What Prosecutor General Chae should do is to clarify whether he is the child’s biological father or not. If the child is misunderstood, the child’s “false belief” that the mother gave should be corrected. This might be somewhat cruel to the child but if he should learn the truth one day eventually, avoiding telling him the truth will not solve the problem. Reversely, however, if Prosecutor General Chae is found to be his biological father, even though he himself has not been aware of it thus far, it would be humanely correct to enable the child to be able to call him father.

It is also questionable how a scandal so explosive that the prosecutor general is effectively forced to tender a resignation half way through his term in office was not revealed during the presidential office’s screening and his parliamentary confirmation hearing. If the presidential office had known such a scandal, it would not have appointed him as top prosecutor. The presidential office started suspecting Chae, when the main opposition party endorsed Chae, saying “Only good episodes are unearthed despite thorough review of his eligibility.” Investigating the National Intelligence Service’s alleged intervention in last year’s presidential election, Chae disregarded the Justice Ministry’s opinion, and thus gave burden to President Park Geun-hye. If those in power had known his drawbacks, they would have tried to expose them. No matter how the suspicions surrounding Chae were revealed, controversy over the child born through extramarital affairs is a cause grave enough for his disqualification as prosecutor general. Only when the top prosecutor is completely innocent in all aspects, he or she can protect prosecution’s independence from those in power or the opposition party.

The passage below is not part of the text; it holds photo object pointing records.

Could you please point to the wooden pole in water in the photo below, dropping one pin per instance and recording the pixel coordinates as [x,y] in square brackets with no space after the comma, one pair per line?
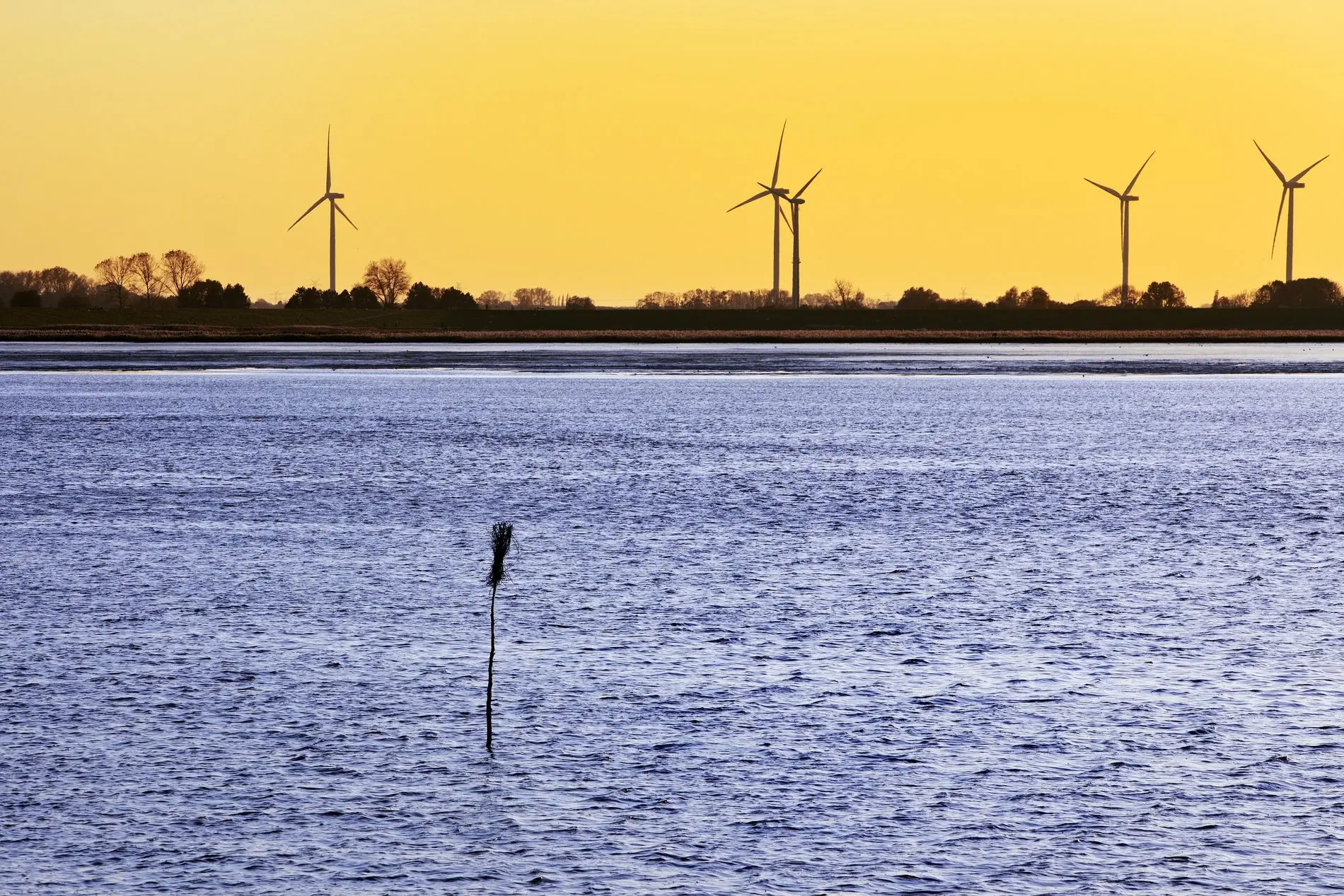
[502,539]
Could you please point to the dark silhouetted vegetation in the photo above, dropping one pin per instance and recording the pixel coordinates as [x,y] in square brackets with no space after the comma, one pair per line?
[1305,292]
[212,293]
[1238,300]
[1161,294]
[388,279]
[502,539]
[1033,297]
[918,298]
[451,298]
[312,298]
[533,297]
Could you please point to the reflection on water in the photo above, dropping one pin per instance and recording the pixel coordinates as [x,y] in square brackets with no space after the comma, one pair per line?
[685,358]
[779,634]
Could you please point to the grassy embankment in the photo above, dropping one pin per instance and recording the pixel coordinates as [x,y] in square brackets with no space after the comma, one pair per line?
[622,324]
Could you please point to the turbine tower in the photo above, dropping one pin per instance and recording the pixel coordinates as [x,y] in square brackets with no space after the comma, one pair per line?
[1290,186]
[794,202]
[330,197]
[1125,198]
[779,194]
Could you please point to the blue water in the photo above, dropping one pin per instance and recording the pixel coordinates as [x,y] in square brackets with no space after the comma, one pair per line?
[1067,621]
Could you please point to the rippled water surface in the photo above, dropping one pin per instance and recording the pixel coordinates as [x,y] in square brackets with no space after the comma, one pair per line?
[1034,630]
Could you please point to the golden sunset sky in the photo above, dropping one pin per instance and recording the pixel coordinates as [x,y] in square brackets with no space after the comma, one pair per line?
[593,146]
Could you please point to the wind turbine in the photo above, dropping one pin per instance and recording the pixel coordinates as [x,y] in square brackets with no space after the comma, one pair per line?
[1290,186]
[330,197]
[779,194]
[1125,198]
[796,200]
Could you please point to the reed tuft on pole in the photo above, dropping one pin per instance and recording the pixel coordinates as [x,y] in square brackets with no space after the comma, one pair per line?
[502,539]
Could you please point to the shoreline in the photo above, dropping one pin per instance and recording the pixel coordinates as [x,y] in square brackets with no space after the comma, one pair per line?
[330,334]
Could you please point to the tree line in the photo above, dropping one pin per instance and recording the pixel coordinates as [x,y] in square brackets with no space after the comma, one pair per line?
[1309,292]
[388,280]
[140,280]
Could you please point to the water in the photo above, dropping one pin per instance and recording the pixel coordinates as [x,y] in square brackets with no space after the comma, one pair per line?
[991,633]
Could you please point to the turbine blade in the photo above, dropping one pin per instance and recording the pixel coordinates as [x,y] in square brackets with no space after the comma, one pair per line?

“I led the prosecution only in compliance with laws and principles, identified the truth surrounding all different cases at the fairest and most objective stance, and applied laws accordingly.” When Chae made such remarks of resignation, which led to prosecutors’ collective expression to protest, the Justice Ministry announced that it will decline the resignation, but will continue inspecting him. The administration would not have wanted to hear criticism that the presidential office and the Justice Ministry forced the righteous and innocent prosecutor general to resign by mobilizing all means of pressure at their disposal.

Even if the child is Prosecutor General Chae’s son, it is not a crime but a matter of a civil servant’s ethics. Without cooperation by Chae and Lim, whatever the ministry finds through its inspection, it will only constitute circumstantial evidence. The public can determine whether the allegation over the child is true or not based on Chae’s response from now on. If Lim voluntarily takes DNA test to relieve Chae from “wrongful accusations,” the truth can be easily identified. If Lim and her son deny DNA test, their right should be respected as well. They are not public figures. Privacy should not be infringed upon against the will of the mother and her son to determine the factuality of media reporting or to satisfy the public’s curiosity.

The presidential office should stabilize the prosecution that is on shaky ground by promptly appointing a new prosecutor-general. The presidential office and the Justice Ministry should let Chae go to become an ordinary individual, and then wait and see how proactively he seeks to take DNA tests.